De rechtbank stelt vast dat aan al deze voorwaarden is voldaan.
4.9
Als laatste dient de rechtbank te toetsen of het adoptieverzoek in het kennelijk belang van [minderjarige 1] en [minderjarige 2] is. De rechtbank heeft op dit moment te weinig informatie om op deze toets te kunnen beslissen. Adoptie is een zeer verstrekkende maatregel. De rechtbank zich met de Raad af of [minderjarige 1] en [minderjarige 2] de gevolgen van de adoptie voldoende kunnen overzien en of zij (vanwege hun nog jonge leeftijd) voldoende in staat zijn om zelf een bewuste afweging te maken of zich een mening over de adoptie te vormen. Ook vraagt de rechtbank zich af of de adoptie in het kennelijk belang van [minderjarige 1] en [minderjarige 2] is.
De Raad zal daarom worden verzocht om een onderzoek te doen naar de beantwoording van de volgende vragen:
  • Is de adoptie in het kennelijk belang van de minderjarigen?
  • Staat vast en is voor de toekomst redelijkerwijs te voorzien dat de minderjarigen niets meer van hun juridische vader te verwachten hebben in de hoedanigheid van ouder?
In afwachting van het rapport van de Raad zal de zaak worden aangehouden tot 25 maart 2025 pro forma.

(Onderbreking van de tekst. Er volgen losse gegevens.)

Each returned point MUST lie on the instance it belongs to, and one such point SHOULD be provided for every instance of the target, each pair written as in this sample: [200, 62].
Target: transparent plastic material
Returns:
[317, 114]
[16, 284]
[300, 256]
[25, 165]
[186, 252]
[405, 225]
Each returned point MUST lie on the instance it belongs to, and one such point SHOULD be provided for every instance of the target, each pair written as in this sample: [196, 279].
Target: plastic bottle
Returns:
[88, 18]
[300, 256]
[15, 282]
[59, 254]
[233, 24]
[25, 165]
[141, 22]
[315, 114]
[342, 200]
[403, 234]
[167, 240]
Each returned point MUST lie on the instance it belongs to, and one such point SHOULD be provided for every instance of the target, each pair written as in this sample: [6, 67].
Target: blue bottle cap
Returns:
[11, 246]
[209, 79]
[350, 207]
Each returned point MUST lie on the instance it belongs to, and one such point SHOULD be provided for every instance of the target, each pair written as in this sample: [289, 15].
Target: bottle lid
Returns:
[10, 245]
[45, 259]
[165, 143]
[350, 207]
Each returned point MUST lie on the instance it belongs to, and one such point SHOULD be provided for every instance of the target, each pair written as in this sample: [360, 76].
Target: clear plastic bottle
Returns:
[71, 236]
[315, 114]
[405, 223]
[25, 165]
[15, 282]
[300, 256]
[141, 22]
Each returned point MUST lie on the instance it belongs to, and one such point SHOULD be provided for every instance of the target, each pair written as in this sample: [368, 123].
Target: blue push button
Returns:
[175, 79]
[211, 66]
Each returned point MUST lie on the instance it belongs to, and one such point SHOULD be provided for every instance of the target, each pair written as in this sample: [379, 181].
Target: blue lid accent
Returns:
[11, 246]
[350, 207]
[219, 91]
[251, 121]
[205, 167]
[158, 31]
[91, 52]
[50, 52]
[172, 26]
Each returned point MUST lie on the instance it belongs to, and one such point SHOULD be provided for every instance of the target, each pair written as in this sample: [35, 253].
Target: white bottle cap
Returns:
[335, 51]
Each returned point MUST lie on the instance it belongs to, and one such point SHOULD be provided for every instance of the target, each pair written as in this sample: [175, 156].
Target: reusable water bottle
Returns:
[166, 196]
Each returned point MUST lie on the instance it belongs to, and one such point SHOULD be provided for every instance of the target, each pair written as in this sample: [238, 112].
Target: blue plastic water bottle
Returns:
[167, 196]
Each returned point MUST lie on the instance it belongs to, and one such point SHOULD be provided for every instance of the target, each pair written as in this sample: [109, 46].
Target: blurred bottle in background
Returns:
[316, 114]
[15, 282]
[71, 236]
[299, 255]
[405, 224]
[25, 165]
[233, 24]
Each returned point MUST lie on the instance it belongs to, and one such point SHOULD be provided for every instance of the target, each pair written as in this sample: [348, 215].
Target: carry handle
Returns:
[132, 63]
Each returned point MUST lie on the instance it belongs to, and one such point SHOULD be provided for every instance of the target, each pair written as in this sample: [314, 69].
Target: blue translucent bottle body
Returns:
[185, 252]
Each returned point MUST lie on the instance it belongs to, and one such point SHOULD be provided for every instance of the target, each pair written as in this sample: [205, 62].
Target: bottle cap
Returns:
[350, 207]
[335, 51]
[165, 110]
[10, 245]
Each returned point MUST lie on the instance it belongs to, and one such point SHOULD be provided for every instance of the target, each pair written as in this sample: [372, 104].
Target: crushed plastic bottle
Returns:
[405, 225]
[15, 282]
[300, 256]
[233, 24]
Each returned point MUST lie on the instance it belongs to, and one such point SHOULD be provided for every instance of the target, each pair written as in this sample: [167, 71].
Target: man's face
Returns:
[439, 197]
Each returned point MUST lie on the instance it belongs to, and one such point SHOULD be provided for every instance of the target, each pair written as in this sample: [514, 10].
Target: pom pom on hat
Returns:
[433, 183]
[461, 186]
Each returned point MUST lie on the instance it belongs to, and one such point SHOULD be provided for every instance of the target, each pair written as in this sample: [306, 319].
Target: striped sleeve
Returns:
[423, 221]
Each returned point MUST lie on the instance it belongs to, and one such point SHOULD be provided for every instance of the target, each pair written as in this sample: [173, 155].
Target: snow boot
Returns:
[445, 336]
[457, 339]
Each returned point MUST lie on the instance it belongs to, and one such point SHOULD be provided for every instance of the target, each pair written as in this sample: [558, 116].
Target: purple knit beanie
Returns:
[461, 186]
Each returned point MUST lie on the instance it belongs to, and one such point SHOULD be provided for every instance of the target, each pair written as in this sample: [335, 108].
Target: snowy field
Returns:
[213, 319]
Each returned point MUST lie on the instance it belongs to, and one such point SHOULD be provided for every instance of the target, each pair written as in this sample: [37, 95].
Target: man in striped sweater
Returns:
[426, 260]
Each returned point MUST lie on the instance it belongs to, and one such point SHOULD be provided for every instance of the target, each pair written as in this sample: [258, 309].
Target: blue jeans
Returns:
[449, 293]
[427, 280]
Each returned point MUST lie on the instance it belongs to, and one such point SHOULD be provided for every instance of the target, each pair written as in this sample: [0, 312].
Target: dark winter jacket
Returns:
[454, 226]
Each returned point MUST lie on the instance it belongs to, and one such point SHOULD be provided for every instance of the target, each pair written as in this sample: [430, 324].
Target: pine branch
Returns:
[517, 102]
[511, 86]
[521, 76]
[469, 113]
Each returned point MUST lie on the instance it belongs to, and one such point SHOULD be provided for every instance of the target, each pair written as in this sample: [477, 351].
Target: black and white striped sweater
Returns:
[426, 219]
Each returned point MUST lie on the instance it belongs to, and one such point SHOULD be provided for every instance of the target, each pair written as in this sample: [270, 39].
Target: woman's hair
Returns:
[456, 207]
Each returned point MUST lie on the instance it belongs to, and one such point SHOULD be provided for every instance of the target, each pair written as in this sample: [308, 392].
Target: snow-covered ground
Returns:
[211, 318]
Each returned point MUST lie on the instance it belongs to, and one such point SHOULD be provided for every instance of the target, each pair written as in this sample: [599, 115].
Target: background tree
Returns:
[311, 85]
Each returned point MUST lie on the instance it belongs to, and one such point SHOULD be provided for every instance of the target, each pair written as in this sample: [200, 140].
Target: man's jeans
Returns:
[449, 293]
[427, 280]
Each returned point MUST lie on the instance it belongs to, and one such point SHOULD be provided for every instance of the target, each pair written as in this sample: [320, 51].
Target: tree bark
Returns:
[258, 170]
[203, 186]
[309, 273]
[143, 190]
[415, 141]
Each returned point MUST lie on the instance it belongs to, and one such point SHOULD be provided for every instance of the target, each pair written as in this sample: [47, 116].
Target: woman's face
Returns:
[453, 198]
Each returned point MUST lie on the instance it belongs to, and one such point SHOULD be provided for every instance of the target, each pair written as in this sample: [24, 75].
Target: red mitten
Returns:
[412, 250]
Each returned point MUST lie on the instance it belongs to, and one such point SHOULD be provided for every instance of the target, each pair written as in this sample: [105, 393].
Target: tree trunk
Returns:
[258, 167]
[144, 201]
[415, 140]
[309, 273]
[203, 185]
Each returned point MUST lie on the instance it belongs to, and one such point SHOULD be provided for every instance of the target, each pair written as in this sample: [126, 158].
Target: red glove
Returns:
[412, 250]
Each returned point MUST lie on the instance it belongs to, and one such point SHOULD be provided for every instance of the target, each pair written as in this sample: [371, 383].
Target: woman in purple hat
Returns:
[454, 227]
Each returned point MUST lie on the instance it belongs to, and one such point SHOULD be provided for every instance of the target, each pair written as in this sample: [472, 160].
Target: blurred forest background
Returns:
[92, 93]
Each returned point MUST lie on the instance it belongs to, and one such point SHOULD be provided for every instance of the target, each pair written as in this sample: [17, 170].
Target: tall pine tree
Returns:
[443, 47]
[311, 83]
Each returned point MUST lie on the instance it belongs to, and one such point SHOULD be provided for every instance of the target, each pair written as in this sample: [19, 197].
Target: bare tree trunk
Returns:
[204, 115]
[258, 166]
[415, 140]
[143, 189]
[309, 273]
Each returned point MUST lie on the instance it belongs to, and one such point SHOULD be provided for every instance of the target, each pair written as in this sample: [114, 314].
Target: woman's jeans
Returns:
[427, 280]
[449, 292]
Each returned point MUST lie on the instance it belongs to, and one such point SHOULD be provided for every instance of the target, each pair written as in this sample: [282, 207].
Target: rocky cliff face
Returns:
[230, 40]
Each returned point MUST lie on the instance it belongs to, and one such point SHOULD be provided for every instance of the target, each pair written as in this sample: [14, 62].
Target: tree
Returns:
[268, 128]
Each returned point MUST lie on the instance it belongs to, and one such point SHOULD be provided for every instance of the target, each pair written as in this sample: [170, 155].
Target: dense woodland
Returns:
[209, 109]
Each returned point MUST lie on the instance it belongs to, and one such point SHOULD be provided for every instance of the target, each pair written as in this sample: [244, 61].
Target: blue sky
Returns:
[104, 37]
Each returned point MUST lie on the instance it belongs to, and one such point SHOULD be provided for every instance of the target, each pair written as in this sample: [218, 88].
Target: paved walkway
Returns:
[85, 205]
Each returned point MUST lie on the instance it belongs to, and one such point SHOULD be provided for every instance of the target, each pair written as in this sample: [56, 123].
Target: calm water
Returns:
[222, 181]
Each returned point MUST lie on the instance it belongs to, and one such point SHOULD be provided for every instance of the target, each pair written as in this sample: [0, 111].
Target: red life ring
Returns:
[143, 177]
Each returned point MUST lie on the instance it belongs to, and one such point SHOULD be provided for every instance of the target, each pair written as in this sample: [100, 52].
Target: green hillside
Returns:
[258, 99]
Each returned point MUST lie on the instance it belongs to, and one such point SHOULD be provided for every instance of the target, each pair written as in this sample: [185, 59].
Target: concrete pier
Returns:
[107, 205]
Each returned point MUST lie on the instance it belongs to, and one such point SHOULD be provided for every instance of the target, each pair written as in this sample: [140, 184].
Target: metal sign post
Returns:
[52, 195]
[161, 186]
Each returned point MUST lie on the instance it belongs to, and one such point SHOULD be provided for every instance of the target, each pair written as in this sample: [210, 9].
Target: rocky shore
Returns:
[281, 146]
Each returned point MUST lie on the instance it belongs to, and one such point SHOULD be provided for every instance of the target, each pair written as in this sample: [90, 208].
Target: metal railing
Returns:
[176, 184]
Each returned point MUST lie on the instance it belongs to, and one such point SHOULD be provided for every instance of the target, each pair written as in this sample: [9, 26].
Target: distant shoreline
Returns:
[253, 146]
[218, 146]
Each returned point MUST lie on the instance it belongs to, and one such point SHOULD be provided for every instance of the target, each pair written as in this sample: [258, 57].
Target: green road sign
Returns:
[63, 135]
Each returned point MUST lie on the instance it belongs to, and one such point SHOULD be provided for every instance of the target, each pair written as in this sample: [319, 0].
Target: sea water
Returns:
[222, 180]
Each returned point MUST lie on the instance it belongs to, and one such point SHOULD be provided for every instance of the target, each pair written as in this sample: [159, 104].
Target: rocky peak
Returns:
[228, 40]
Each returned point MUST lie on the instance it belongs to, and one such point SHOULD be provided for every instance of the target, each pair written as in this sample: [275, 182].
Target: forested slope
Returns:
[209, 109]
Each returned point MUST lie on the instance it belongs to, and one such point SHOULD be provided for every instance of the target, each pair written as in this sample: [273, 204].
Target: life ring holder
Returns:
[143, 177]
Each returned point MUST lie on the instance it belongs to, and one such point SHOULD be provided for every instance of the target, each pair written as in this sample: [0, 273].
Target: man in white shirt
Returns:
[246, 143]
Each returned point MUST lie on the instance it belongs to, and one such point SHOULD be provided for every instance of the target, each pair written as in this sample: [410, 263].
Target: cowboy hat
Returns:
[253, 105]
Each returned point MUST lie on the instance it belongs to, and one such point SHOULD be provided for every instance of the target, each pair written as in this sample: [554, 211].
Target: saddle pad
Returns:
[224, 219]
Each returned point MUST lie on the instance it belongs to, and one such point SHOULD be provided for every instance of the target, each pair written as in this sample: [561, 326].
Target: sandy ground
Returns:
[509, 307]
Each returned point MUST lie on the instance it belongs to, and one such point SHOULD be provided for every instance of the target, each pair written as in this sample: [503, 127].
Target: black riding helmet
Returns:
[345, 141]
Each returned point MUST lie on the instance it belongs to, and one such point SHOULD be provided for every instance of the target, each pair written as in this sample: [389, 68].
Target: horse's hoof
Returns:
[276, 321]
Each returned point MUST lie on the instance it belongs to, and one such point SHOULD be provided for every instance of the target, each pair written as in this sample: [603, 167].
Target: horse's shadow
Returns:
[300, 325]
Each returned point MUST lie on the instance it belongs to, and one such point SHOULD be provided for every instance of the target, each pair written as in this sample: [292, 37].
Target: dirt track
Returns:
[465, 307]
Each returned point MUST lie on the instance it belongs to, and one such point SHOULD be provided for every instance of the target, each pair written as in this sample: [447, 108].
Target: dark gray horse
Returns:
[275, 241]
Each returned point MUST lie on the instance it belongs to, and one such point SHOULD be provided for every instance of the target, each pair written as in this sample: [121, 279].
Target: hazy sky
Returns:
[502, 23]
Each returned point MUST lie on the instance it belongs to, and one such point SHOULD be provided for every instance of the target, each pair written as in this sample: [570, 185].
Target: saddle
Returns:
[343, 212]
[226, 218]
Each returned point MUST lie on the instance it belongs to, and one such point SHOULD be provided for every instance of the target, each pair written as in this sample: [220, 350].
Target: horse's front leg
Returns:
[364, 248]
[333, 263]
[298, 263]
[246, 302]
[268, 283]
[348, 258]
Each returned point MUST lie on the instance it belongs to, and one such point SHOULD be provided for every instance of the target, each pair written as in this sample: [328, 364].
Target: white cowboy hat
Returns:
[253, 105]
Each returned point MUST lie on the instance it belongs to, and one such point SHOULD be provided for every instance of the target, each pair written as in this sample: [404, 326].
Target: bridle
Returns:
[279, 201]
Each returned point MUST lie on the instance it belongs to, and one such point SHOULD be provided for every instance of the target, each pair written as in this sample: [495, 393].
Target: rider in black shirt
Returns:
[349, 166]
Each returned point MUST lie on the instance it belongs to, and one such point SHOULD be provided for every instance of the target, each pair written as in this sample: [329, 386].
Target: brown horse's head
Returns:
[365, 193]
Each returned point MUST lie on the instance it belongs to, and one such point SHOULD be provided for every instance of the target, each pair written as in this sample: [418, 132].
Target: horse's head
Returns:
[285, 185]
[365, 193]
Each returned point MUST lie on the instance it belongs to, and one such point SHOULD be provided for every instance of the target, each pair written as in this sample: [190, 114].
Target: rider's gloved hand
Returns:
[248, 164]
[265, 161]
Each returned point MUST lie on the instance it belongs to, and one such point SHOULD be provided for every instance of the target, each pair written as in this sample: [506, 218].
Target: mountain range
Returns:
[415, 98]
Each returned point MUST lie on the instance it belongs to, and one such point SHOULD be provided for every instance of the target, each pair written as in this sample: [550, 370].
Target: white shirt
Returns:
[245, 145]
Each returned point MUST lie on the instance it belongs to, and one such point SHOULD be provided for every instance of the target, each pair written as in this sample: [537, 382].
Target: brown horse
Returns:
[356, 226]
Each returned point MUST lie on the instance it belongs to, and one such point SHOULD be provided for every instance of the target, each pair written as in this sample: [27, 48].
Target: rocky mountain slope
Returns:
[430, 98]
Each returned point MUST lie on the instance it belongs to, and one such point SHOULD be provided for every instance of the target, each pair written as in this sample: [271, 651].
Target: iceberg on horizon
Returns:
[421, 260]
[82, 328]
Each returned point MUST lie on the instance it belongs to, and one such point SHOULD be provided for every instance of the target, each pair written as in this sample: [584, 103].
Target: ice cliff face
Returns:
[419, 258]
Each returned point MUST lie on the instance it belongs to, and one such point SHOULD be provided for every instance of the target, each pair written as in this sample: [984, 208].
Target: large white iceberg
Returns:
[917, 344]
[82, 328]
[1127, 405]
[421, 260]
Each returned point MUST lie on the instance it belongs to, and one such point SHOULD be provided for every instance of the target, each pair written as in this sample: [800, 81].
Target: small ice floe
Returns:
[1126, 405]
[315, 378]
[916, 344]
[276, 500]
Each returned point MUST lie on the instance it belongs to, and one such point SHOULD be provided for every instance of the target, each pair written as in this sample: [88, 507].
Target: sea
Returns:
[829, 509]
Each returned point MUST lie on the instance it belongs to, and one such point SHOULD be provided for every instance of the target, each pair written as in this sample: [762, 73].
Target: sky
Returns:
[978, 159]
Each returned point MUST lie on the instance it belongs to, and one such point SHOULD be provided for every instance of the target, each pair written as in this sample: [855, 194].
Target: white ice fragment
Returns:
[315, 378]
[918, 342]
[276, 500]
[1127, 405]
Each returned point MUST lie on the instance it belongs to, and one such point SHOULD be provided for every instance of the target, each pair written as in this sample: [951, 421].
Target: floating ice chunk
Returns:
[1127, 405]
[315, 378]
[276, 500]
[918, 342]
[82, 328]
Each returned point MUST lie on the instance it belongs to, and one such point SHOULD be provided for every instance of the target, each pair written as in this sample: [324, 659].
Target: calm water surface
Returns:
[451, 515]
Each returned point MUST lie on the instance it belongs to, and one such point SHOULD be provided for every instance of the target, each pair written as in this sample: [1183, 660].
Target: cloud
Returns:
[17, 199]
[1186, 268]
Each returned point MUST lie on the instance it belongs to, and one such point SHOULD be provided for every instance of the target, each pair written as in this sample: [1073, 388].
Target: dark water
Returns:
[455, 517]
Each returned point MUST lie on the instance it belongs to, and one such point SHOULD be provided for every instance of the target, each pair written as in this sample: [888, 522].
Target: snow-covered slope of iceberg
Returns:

De rechtbank verzoekt de Raad uiterlijk op voornoemde pro forma datum diens rapport bij de rechtbank in te dienen. De moeder en de stiefvader en de juridische vader zullen in de gelegenheid worden gesteld om binnen twee weken na ontvangst van dit rapport schriftelijk hun standpunt en het door hen gewenste verdere procesverloop kenbaar te maken.

5.De beslissing

De rechtbank
5.1
verzoekt de Raad voor de Kinderbescherming, locatie Rotterdam, een onderzoek in te stellen ter beantwoording van de hierboven in r.o. 4.9 vermelde vragen en daarover te rapporteren en te adviseren, welk rapport vóór hierna te noemen pro forma datum bij de rechtbank dient te worden ingediend, zulks onder gelijktijdige verstrekking van een afschrift daarvan aan de advocaat van de moeder en de stiefvader en de juridische vader;
5.2
houdt de behandeling van deze zaak aan tot 25 maart 2025 Pro Forma;
5.3
houdt iedere verdere beslissing aan.
Deze beschikking is gegeven door mr. Dijkman, rechter, tevens kinderrechter, en in het openbaar uitgesproken op 18 december 2024 in tegenwoordigheid van mr. Duerink-Bottinga, griffier.
Mededeling van de griffier:
Indien hoger beroep tegen deze beschikking mogelijk is, kan dat worden ingesteld:
  • door de verzoekers en degenen aan wie een afschrift van de beschikking is verstrekt of verzonden, binnen drie maanden na de dag van de uitspraak,
  • door andere belanghebbenden binnen drie maanden na de betekening daarvan of nadat de beschikking aan hen op een andere wijze bekend is geworden.
Het hoger beroep moet, door tussenkomst van een advocaat, worden ingediend ter griffie van het
gerechtshof ’s-Hertogenbosch.
verzonden op:

Voetnoten

1.In verband met deze procedure/ten behoeve van een juiste procesvoering worden uw persoonsgegevens, voor zover nodig, verwerkt in een systeem van het gerecht.